By Sonya Campbell
Killeen Daily Herald
BELTON - Michelle Austin remembers the day her son, Cole, disappeared. They were Christmas shopping at the time, at a Barnes and Noble out of state.
One minute her son was standing beside her looking at dinosaurs, the next he was gone.
Making the situation worse, Cole is autistic and couldn't do anything to help himself - not even respond to his name being called.
Michelle notified the store about her son's disappearance, and a "Code Adam" alert was initiated.
The doors were locked and the employees moved to designated locations, where they began scouring the isles, she said.
As Michelle grew more concerned, her mind scrolled through the scenarios that could play out.
She knew Cole might have bolted out of the store before the doors were locked.
"He was already a runner.

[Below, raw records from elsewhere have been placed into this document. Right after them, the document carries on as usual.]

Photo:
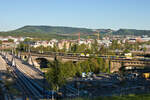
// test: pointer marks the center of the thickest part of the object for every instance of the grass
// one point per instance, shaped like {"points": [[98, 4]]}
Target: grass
{"points": [[128, 97]]}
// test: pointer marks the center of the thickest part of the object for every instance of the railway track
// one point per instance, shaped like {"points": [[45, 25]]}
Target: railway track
{"points": [[26, 81]]}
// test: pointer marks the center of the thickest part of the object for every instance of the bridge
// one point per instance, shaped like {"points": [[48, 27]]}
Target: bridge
{"points": [[29, 79]]}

He knows where the doors are all the time," she said.
She thought he might have headed for traffic. Then her fears turned even darker.
"I realized there were more perils than getting hit by a car," Michelle said.

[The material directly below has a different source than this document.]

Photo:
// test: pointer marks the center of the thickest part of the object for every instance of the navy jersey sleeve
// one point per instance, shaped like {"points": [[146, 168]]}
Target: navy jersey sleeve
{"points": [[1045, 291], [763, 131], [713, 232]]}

Until that moment, the thought of how helpless her child would be against a predator hadn't crossed her mind.
"There would be no way to recover him," she said, considering herself fortunate that he was found running and laughing in the aisles.
She said he was running from people who were determined to catch him.
While they were serious about their efforts, Cole thought it was all a game.
It was that entire scenario that inspired Michelle to get a service dog - one that was trained to perform specific tasks based on Cole's disability.
Specifically, the dog would help keep her son from wandering or running off and could track him if he managed to do so.
Answer to prayer
Zeke, a border collie-Labrador mix, was the answer to her prayers.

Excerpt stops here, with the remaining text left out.